# Stuck crown - betcha this is a new problem



## Hawk404

...at least I didn't find it with the search function.

Briefly:
The crown on my Diver Worldtime is seized up big time - can't be unscrewed by any normal human.

It was never "torqued down" with exuberance.
Hence the mystery.

My best guess is that, between the humidity and temperature increase lately, my "not quite finger tight" screw-in crown, or the gasket thingy, expanded and seized up the assembly.

I'm guessing this is easily cured with thin cardboard and needle nosed pliers but thought I had best check here first - should it be sent to the AD?

Seems like something I should deal with myself and, if I mess it up, a replacement crown wouldn't break the bank....
Correct?...

Thanks in advance.


----------



## samanator

At this point impossible to say. That gasket would not do that and general temperature shifts would not cause the gasket to expand. These are pretty positive on thread engagement so I'm not sure if you can cross thread it. You would have twist until you are blue in the face to screw the crown over the gasket pinched between the crown tube. The only thing I can tell you for certain is that there is no way to get at it with cardboard and needle nose pliers.
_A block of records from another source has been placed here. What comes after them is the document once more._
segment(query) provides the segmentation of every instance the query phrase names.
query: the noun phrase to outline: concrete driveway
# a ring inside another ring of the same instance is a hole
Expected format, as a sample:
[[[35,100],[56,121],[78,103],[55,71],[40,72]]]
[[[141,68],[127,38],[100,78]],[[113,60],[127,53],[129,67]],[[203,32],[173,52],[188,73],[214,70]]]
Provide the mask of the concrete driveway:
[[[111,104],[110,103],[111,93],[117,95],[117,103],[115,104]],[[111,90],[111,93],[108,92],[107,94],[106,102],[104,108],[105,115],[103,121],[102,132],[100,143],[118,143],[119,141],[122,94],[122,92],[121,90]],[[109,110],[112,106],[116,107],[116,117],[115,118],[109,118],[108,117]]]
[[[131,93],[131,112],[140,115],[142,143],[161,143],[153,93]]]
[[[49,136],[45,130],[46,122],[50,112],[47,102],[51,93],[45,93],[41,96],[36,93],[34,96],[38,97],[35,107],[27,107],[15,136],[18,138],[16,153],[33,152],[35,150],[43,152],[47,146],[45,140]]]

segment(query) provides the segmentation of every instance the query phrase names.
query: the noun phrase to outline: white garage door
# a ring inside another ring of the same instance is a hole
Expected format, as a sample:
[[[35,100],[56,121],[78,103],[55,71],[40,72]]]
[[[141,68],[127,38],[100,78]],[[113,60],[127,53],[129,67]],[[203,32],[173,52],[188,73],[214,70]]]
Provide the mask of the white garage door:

If the crown can not be loosened by hand then I think it is going to Ball for service. The AD do not do service on site. To remove the crown would require first getting it unscrewed. Then opening the case back and releasing the crown on the movement and making sure the mechanism is in the proper position before releasing it or you will need some service on the movement too. Not something I would do on a watch under warranty (These have not even been out for a year yet so there is more than two years left).


----------



## Hawk404

You are most assuredly correct insofar as cross-threading is concerned - I found it to not be susceptible to such and, when screwing the crown down, I found it to be very smooth until it (gently) bottomed out.

What bound it up is a mystery at this point but it sure isn't cross-threading.
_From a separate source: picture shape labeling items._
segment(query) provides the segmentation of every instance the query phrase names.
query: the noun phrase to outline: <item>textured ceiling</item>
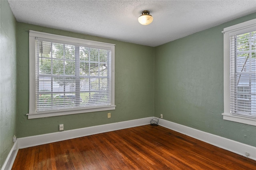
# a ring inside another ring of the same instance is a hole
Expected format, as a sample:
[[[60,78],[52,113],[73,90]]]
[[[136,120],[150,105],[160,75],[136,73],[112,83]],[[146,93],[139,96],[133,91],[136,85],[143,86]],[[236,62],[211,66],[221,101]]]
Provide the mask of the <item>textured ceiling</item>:
[[[256,0],[8,1],[19,22],[152,47],[256,12]],[[138,21],[144,10],[147,25]]]

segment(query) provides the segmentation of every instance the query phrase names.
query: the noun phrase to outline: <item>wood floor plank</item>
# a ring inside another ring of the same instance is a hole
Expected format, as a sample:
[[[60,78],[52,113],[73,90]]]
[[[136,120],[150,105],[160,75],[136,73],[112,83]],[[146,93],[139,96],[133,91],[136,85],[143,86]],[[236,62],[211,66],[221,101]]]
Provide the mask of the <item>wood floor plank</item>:
[[[12,170],[256,170],[256,161],[161,126],[20,149]]]

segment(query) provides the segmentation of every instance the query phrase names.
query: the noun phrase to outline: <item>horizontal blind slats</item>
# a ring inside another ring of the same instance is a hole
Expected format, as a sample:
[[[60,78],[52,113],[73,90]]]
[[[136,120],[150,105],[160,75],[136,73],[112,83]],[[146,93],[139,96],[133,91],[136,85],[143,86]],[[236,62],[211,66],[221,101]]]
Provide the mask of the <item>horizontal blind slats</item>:
[[[38,111],[110,105],[111,51],[40,40],[36,41]]]
[[[231,113],[256,118],[256,31],[230,41]]]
I'll point my AD to this thread and see if he has anything to add.

Thanks!


----------



## Freelance

I had a similar problem with a Seiko some time ago. I was able to loosen it using one of those "rubberized jar opening pads" and some muscle. (you know those thin rubber mats to help get a grip on hard to loosen jars rubber jar opener - Google Search )

I later pulled the crown/stem to look at the threads, and there was no issue, just a fluke....


----------



## Hawk404

It seems I am blessed with an AD that picks up the phone after hours.

Anyhow, it seems the problem is more common than I would have guessed - AD reports he sees it often enough it's not a big deal.
Crown is back to normal compliments of a micro-fiber cloth and delicately wielded needle-nosed pliers.

It's still a mystery how it happened but conjecture has it I simply over tightened the thing and didn't realize it. 

All's well that ends well - good thing as the diver worldtime seems to have become my favorite.


----------



## Freelance

Two things come to mind based on my experience, and my moon lighting as an amateur watchsmith.

In my Seiko experience, I had a habit of 'rotating the crown counter-clockwise' to 'take a set' before tightening it down (an old trick I learned on nuts/bolts to prevent cross-threading). However, this activity on the micro-level of a watch proved to have some correlation in the stuck crown. It threw something off, as I managed to stick the crown/tube a few more times, but never again when just going straight on clockwise.

Next, depending on the crown design, and to your point of over tightening-- You may have threaded the crown a hair too far, causing the tube to go past the threaded area of the crown causing enough of a mis-match in threads. 

At least the good news is you seem to be out of the woods...


----------